LouC wrote:
As I said...Electrickery....
Those of you with boats old enough to have the old fashioned glass fuses, they can look good, but be oxidized enough to cause intermittent problems. I had replaced my 27 year old alternator recently and was checking voltage levels, and found that I had no juice at the ignition terminal on the ignition switch. I checked continuity of the ignition fuse with the meter, tested good, but still no juice. Popped a new fuse in and it worked fine. Moral of the story is, continuity tests do not verify that voltage can pass through a connection.....
When I climbed out from under the dashboard, and looked at the fuse in the light, you could see oxidation on the outside, but also on the inside as well....
Time to replace all the old fuses.....
Thinking back I had the same issue with my VHF radio last summer....

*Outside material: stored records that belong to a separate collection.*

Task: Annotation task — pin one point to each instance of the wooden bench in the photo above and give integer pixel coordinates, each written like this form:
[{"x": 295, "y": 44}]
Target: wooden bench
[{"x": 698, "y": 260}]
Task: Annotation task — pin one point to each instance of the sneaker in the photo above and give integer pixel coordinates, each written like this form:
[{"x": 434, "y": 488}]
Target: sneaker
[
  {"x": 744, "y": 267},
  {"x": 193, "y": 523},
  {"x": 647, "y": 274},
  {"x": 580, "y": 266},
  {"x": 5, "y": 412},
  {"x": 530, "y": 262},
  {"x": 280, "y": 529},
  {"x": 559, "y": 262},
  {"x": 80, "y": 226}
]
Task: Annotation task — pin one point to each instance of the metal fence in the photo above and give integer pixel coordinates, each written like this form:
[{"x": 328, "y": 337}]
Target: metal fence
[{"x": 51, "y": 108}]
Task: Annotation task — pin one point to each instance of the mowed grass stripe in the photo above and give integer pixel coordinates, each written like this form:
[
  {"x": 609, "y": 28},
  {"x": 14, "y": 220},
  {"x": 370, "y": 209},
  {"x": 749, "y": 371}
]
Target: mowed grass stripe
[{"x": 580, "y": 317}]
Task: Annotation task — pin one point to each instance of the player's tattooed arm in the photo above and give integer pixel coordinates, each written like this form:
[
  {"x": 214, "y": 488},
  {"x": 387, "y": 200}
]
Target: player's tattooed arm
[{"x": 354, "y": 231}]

Even for those of you with newer boats, I think Volvo continued to use the OMC style 50 amp glass fuses in the engine and tilt n trim harnesses on the rear of the engine, there was also a 20 amp glass fuse in there as well. Might be a good idea to take stock of what fuses your boat uses and keep spares on hand.
That is a very good point, but "continuity tests do not verify that voltage can pass through a connection....." is not voltage , but amps. So you might have 12v at the other end by using a meter and what it is powering still is not working. As Lou is pointing out. That wire could have so much rust in it that not eough current/amps can pass though it.